By Agence France-Presse
An escalation of ongoing US trade disputes poses a “consequential downside risk” to the economy, which will make the job of the central bank more challenging, the US Federal Reserve warned Wednesday.
But with the US economy continuing to grow and the job market strengthening further, many Fed members said they likely will need to raise the benchmark interest rate again “soon,” according to the minutes of the Fed policy meeting early this month.
The renewed warning about trade came just as US and Chinese officials began talks in Washington to try to defuse the spiraling disagreement, with a new round of punitive tariffs on $16 billion in goods from each country just hours away.
The United States has imposed tariffs on hundreds of products, mostly from China, and Fed officials said they are seeing the impact of trade disputes on the ground, as businesses across the country face higher prices for necessary inputs and the uncertainty has caused some to delay investments.
All participants in the Fed meeting “pointed to ongoing trade disagreements and proposed trade measures as an important source of uncertainty and risks.”
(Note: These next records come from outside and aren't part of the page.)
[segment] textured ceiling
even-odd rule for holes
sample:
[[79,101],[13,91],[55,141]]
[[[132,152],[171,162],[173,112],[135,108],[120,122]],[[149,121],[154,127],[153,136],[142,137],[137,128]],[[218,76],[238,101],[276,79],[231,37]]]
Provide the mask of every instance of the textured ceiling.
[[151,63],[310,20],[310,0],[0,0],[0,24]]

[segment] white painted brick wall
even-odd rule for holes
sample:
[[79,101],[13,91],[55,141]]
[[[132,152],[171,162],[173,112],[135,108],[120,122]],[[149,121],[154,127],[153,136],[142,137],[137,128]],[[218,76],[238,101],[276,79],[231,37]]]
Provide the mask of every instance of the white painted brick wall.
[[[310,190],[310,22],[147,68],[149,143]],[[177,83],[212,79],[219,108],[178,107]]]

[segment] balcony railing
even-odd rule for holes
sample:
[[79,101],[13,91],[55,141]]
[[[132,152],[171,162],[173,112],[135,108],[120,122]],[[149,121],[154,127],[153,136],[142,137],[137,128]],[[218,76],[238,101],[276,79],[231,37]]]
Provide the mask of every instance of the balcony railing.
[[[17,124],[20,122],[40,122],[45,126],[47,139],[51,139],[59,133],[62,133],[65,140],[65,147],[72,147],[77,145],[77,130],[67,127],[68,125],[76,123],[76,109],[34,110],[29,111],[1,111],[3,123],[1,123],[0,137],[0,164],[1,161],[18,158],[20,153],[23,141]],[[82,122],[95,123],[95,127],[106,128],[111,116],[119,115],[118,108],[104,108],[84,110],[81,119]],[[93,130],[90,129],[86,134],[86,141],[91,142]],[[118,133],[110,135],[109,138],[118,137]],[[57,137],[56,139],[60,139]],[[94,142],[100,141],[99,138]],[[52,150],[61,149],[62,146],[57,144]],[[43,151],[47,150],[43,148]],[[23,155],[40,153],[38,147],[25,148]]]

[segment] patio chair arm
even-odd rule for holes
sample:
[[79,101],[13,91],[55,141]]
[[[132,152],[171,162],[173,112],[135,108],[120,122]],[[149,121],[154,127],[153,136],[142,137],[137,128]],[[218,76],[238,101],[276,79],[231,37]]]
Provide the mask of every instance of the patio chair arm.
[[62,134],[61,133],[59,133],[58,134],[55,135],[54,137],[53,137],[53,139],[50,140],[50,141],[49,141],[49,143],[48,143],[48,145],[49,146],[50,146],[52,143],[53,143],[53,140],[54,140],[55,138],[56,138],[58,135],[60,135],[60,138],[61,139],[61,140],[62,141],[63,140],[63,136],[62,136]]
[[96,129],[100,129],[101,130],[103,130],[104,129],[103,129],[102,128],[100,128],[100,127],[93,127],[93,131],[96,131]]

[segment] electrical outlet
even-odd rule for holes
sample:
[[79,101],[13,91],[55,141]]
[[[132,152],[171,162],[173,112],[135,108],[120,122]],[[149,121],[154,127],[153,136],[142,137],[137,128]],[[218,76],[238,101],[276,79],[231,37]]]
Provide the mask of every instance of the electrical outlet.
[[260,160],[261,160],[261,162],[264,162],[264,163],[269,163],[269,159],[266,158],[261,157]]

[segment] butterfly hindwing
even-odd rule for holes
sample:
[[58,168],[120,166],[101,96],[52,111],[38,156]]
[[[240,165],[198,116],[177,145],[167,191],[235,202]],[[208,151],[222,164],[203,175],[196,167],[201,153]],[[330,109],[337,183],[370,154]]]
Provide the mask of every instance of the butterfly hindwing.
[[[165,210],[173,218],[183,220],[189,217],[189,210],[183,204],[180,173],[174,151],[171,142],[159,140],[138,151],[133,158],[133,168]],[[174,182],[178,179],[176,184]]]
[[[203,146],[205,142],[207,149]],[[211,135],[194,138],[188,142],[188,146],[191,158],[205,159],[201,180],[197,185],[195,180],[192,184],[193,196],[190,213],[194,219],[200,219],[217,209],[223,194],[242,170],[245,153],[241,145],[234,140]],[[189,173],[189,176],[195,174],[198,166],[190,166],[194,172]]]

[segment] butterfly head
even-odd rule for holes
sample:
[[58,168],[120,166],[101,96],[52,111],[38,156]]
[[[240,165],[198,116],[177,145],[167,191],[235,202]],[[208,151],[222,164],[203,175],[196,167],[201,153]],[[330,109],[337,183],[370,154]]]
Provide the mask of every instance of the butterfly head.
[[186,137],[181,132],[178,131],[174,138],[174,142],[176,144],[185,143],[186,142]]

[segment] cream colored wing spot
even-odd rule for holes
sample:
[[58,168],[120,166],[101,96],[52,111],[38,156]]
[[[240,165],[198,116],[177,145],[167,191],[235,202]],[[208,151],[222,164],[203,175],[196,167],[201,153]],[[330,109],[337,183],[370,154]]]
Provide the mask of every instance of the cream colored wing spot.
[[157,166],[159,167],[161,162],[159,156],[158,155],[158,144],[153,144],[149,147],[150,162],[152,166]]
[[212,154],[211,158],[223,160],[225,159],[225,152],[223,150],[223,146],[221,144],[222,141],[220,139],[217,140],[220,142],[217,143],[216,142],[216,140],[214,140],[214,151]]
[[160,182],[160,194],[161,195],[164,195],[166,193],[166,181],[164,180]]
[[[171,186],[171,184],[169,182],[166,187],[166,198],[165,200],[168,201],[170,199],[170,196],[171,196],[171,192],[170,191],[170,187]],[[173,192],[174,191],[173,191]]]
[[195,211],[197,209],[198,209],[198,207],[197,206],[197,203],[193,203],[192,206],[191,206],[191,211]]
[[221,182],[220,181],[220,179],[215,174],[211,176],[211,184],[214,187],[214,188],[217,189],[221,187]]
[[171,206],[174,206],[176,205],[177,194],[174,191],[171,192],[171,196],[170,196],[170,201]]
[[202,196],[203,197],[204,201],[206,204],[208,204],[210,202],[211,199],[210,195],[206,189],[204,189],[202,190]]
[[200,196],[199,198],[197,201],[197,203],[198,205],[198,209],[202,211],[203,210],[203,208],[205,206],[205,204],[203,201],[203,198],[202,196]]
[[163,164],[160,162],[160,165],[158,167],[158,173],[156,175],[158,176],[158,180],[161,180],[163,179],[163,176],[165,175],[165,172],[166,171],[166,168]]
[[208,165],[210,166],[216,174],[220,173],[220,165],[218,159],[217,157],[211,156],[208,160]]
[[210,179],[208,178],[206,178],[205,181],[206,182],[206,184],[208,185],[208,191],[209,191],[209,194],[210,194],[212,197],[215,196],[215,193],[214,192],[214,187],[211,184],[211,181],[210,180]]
In addition, most said “an escalation in international trade disputes was a potentially consequential downside risk for real activity,” according to the minutes.
A large-scale and prolonged dispute likely would adversely impact business sentiment, investment spending and employment, as well as pressuring inflation, the officials warned.
“Moreover, wide-ranging tariff increases would also reduce the purchasing power of US households.”
The agriculture sector has been hurt by falling crop prices, partly due to the trade battles, the Fed said.
It is not the first time central bankers have expressed concern over the consequences of the aggressive trade policies pursued by President Donald Trump but it was expressed in stronger language than previously.
Rate hike coming
Despite the trade warning, the Fed was upbeat on the state of the economy, which continues to grow and the labor market has strengthened.
And the Fed seemed to confirm the view among economist that it is likely to hike the federal funds interest rate in September and again in December, following increases in March and June.
“Many participants suggested that if incoming data continued to support their current economic outlook, it would likely soon be appropriate to take another step,” the minutes said.
They continue to believe that “further gradual increases” will allow the US economy to expand and provide “strong labor market conditions” while keeping inflation around the Fed’s two percent target.
However, the central bankers noted that the strong growth in the April-June quarter — which hit 4.1 percent — “may have been boosted by transitory factors” including the jump in exports.
US exports rose in the second quarter as buyers rushed to grab products like soybeans before retaliatory tariffs hit in July.
And although businesses facing higher costs are able pass them along to consumers, the Fed again noted that wages “have picked up only modestly,” even as businesses complain of difficulty finding workers to fill open positions.